1) Define a execução da pena após a condenação em segunda instância, acabando com a situação em que só os pobres, sem condições de pagar advogados que protelam a execução, vão para a cadeia; se isso é importante em geral, mais ainda nos casos de corrupção (v. Por que a prisão após a segunda condenação é legal, justa e necessária).
2) Explicita que os recursos ao STJ (“recurso especial”) e ao STF (“recurso extraordinário”) não têm efeito suspensivo da execução da pena, com algumas exceções, nem podem ter caráter protelatório.
3) Estabelece regime fechado para criminosos reincidentes, inclusive em crimes de corrupção e peculato.
4) Determina o confisco, nos casos de corrupção, tráfico de drogas e associação criminosa, de toda a propriedade dos criminosos que eles não conseguirem demonstrar que tem origem lícita.
5) Estabelece um prazo para o pagamento das multas – algo importante nos casos de corrupção – e estende a elas os critérios de correção monetária da dívida ativa da União.
6) Institui uma ouvidoria para as denúncias de crimes – por ação ou omissão – contra a administração e o interesse público.
7) Esboça regras mais nítidas para os presídios de segurança máxima.
8) Permite o desmembramento de ações em crimes eleitorais, com a divisão do julgamento daqueles que não têm foro privilegiado e o envio daqueles que têm essa prerrogativa à instância competente.
9) No caso do Tribunal do Júri, a execução da sentença seria após a condenação, ainda que existisse recurso.
10) Limita a possibilidade de certos recursos (“embargos infringentes”) para impedir a protelação nos processos.
11) Redefine o conceito de “organização criminosa” para incluir, explicitamente, as “milícias”.
Ao lado disso, Moro, infelizmente, fez uma concessão desastrosa (é a palavra que nos vem na cabeça) à estupidez da Família Bolsonaro e seu entorno. Em seu projeto, os “excessos puníveis” tornam-se impuníveis, pois:
“O juiz poderá reduzir a pena até a metade ou deixar de aplicá-la se o excesso decorrer de escusável medo, surpresa ou violenta emoção.”
Já abordamos detidamente essa questão (v. A contribuição da família Bolsonaro ao projeto do Dr. Moro).
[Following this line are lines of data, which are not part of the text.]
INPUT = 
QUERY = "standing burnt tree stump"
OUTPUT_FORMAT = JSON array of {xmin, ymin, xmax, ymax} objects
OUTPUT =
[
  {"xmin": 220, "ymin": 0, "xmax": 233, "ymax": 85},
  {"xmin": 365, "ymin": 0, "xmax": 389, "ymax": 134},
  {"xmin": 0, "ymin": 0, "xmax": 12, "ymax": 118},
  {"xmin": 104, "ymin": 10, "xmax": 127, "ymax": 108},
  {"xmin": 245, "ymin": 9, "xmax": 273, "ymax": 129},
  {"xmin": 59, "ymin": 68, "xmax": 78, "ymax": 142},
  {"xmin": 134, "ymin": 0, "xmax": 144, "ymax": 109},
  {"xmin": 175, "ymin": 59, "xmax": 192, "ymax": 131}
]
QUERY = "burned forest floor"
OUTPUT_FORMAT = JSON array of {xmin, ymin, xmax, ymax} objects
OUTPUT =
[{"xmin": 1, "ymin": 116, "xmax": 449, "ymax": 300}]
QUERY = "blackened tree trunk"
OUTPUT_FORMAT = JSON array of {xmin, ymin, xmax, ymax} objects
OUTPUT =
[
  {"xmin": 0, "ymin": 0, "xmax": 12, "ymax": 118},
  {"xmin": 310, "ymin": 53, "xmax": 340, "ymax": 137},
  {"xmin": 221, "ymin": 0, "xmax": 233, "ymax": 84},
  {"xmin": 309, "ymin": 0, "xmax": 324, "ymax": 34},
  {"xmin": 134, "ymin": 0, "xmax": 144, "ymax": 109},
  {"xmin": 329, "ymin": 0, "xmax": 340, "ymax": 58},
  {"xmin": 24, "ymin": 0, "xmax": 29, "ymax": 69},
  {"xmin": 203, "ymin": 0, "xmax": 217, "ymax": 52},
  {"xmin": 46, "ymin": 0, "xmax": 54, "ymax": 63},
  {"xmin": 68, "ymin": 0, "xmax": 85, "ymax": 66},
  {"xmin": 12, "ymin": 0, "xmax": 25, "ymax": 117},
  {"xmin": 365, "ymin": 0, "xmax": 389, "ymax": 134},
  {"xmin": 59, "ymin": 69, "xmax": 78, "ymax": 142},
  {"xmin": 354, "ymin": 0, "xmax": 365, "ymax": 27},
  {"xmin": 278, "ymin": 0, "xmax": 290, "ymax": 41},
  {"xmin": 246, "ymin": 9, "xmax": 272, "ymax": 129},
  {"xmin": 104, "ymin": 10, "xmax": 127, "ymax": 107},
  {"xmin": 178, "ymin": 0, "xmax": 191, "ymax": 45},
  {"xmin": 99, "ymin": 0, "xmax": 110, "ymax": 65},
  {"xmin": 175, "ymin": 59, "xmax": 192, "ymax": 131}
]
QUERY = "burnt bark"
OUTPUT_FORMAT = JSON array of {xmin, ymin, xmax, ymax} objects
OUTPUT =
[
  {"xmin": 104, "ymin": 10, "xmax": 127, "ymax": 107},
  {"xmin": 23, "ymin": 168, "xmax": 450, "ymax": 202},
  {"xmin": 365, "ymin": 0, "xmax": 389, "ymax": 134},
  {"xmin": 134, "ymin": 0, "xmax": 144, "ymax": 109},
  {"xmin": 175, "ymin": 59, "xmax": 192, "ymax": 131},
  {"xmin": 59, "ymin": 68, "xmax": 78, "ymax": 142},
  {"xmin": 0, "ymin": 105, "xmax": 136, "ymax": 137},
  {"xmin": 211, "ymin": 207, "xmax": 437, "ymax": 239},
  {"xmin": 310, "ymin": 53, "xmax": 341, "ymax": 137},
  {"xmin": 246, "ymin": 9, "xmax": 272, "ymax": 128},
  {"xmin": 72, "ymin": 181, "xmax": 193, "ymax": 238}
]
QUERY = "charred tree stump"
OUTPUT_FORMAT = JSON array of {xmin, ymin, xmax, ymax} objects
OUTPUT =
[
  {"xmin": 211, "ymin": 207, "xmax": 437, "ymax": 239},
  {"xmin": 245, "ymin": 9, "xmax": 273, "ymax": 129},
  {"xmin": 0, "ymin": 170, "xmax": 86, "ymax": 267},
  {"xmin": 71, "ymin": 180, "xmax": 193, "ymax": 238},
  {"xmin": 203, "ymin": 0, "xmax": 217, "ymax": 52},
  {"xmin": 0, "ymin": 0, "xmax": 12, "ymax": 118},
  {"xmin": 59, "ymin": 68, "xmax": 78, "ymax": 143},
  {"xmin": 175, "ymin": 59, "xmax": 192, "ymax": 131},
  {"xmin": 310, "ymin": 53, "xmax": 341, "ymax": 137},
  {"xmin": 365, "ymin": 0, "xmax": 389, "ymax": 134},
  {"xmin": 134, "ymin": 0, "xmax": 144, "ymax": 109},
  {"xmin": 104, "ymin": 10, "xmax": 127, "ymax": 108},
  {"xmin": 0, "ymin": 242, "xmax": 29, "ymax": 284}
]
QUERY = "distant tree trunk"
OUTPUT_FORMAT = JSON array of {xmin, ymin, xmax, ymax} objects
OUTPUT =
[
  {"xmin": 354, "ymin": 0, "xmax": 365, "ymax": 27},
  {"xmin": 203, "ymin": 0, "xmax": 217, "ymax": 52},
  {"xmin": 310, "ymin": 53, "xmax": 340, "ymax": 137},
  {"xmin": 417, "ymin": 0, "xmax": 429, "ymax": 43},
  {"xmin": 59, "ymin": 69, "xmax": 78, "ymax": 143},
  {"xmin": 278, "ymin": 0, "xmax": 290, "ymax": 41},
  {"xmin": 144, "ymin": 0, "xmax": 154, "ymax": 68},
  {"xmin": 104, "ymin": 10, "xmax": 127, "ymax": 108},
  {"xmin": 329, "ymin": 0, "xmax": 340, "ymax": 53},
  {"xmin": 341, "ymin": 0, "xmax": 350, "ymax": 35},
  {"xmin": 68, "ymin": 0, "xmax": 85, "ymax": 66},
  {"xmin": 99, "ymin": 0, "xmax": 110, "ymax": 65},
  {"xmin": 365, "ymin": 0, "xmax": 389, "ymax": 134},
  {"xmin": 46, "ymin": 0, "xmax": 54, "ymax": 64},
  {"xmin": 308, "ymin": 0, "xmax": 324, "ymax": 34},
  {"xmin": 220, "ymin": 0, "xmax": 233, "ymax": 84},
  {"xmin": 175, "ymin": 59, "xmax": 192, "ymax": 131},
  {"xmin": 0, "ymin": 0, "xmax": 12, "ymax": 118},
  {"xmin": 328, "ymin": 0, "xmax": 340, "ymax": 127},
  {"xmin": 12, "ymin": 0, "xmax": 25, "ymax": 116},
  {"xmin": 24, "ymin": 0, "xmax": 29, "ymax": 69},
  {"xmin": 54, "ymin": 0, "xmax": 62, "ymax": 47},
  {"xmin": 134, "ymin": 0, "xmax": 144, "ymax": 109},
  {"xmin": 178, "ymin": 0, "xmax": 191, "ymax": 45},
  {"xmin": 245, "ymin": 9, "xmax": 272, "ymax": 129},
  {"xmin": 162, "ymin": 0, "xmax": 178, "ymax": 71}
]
Aqui, acrescentaremos que é uma contradição insustentável explicitar que as “milícias” são organizações criminosas, e, ao mesmo tempo, colocar na lei um dispositivo que permite o comportamento “miliciano” dentro da polícia, ao conceder impunidade a supostos “excessos”.
É tão insustentável, que torna-se evidente que, nesse dispositivo, houve um enxerto dentro do projeto. Ou Moro aceitou ou ele próprio fez esse enxerto, para facilitar ou provocar a aprovação de Bolsonaro & cia.
Que Moro tenha se dobrado a essa pressão – ainda que encontre alguma racionalização para isso – não está à altura dos serviços que prestou ao país quando era juiz federal. E, também, mostra que estávamos certos, em nosso comentário, após sua aceitação do convite de Bolsonaro para ser ministro (v. Bolsonaro quer usar Moro para dar respeitabilidade de fachada a um governo sem nenhuma).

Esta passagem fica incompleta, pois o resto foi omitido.